Le temps sembla s’arrêter. La pluie tambourinait contre la vitre, et un seul mot résonnait dans ma tête : biologique. Un mot tabou.

« Qu’est-ce que tu veux ? » demandai-je sèchement, ma voix paraissant étrangère.

« Elle veut te voir. S’il te plaît. Elle t’attend dans la voiture en bas. »

La panique. Une panique glaciale et perçante me traversa les veines. La promesse que j’avais faite à Maya me revint en mémoire, vive et dévastatrice. « Ne t’approche jamais d’elle. »

« Ça ne m’intéresse pas », dis-je fermement, et j’allais fermer la porte.

« S’il te plaît ! » cria-t-il, le désespoir dans la voix. « Elle… ne se sent pas bien. Elle n’a plus beaucoup de temps. Elle veut juste te voir. Cinq minutes. C’est tout. »

Je le regardai. Je vis dans ses yeux quelque chose de plus profond que du désespoir. Je vis une supplique qui dépassait le simple désir. Comme si sa vie dépendait de ma réponse. Et puis, la ressemblance me frappa de nouveau. Il ne ressemblait pas seulement à quelqu'un. Il me ressemblait un peu. Les mêmes yeux, la même forme de barbe.

« Qui es-tu ? » demandai-je, même si je connaissais déjà la réponse.

« Je suis ton frère. »

Le monde tremblait sous mes pieds. Un frère. J'avais un frère. Pendant vingt-cinq ans, j'avais vécu avec la pensée d'être seul, enfant unique.
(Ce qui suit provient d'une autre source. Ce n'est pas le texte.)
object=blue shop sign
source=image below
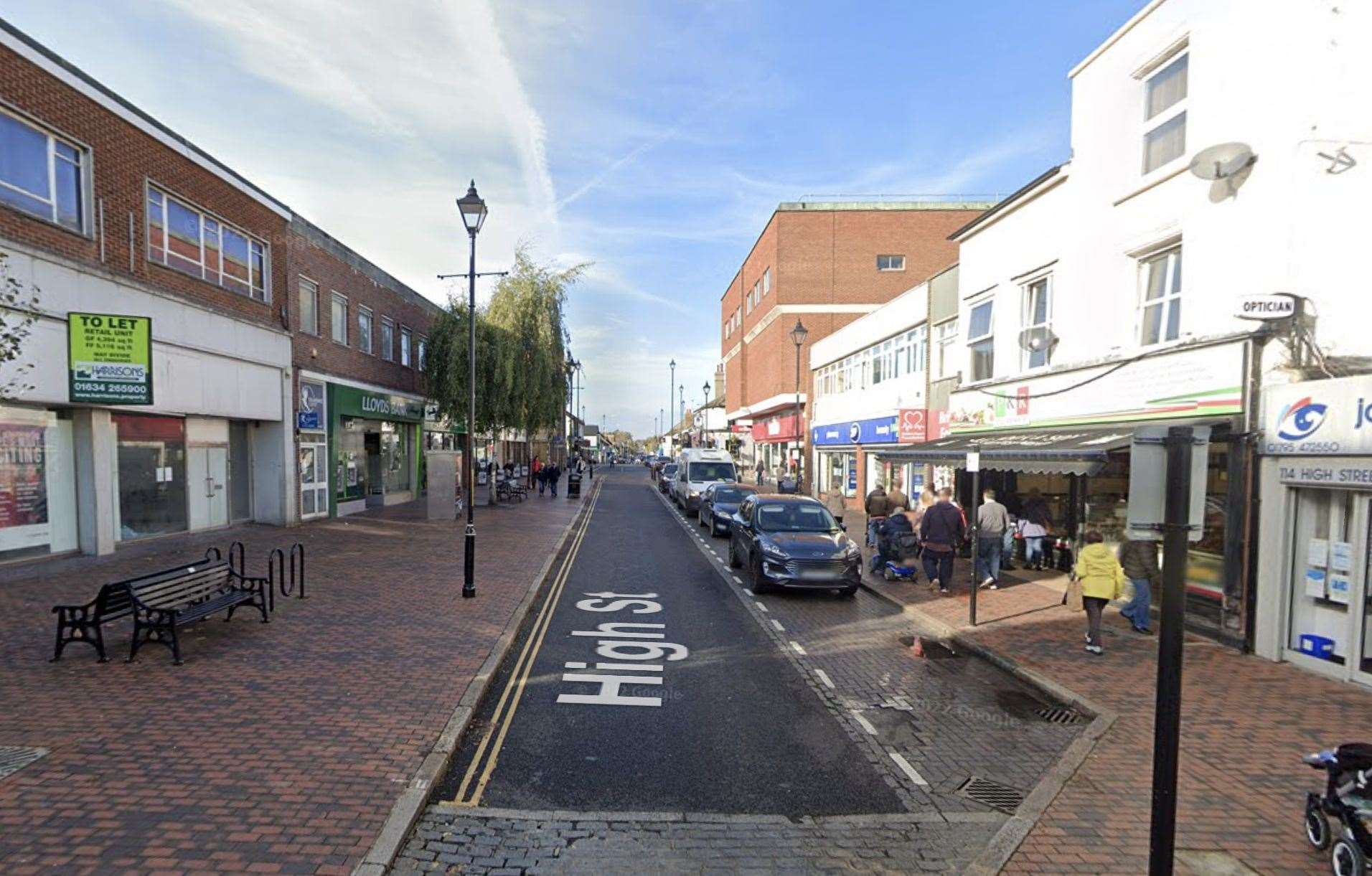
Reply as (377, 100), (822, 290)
(811, 415), (900, 447)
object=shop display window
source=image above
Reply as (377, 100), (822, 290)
(114, 414), (187, 542)
(0, 406), (77, 562)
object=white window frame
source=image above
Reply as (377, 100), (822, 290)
(377, 314), (395, 362)
(1020, 273), (1053, 372)
(1139, 52), (1191, 176)
(929, 316), (958, 380)
(357, 304), (376, 355)
(329, 291), (349, 347)
(143, 181), (272, 304)
(1134, 242), (1185, 347)
(967, 296), (996, 382)
(295, 274), (315, 337)
(0, 105), (93, 237)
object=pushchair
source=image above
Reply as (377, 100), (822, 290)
(1303, 742), (1372, 876)
(877, 514), (921, 581)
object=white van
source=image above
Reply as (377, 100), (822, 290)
(672, 447), (738, 513)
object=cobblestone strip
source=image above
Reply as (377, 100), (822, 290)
(394, 805), (990, 876)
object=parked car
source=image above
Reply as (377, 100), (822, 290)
(698, 484), (757, 536)
(671, 447), (738, 514)
(657, 462), (677, 496)
(728, 494), (862, 596)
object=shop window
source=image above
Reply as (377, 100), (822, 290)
(148, 185), (271, 301)
(0, 111), (89, 233)
(0, 406), (77, 561)
(114, 414), (187, 542)
(967, 300), (996, 381)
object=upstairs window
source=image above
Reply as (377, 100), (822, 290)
(1143, 54), (1190, 173)
(1021, 277), (1053, 369)
(0, 111), (89, 233)
(301, 277), (319, 334)
(331, 292), (347, 346)
(357, 307), (372, 352)
(967, 300), (996, 381)
(382, 316), (395, 362)
(148, 187), (268, 301)
(1139, 247), (1181, 347)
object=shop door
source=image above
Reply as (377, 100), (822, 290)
(229, 423), (253, 522)
(187, 447), (229, 529)
(1286, 489), (1372, 684)
(299, 432), (329, 519)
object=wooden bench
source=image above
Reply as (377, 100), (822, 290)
(52, 560), (272, 667)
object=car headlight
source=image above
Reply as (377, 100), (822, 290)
(761, 542), (786, 561)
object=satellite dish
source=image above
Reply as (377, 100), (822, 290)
(1191, 143), (1258, 179)
(1020, 325), (1058, 352)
Et maintenant, là, sur le seuil de ma porte, mon frère m'annonçait que la femme qui m'avait abandonné était mourante et voulait me voir.

« Martin, que se passe-t-il ? » demanda Iva, sentant la tension.

Je ne pouvais pas lui répondre. Je ne pouvais rien dire. Paniqué, confus, tiraillé entre ma promesse à la femme qui m'avait élevé et une curiosité soudaine et irrésistible pour celle qui m'avait donné naissance, je fis mon choix.

« J'arrive », dis-je à Daniel, sans regarder Eva. J'ai attrapé ma veste sur le portant et je l'ai suivi, laissant derrière moi la douce lumière d'une vie bien rangée et le regard désemparé de la femme que j'aimais.

Nous sommes descendus les escaliers dans un silence complet. La pluie s'était intensifiée. Une voiture noire brillante, de celles qu'on ne voit que dans les films, était garée devant nous. Des gouttes ruisselaient sur les vitres teintées, dissimulant les secrets à l'intérieur. Daniel a ouvert la portière arrière.

J'ai pris une profonde inspiration et je me suis penchée. Je m'attendais à voir une femme malade, brisée. Peut-être pauvre. Peut-être rongée par les regrets. J'avais imaginé mille scénarios au fil des ans, mais aucun ne m'avait préparée à ça.

Mon cœur s'est arrêté. J'ai eu le souffle coupé. Je suis restée figée.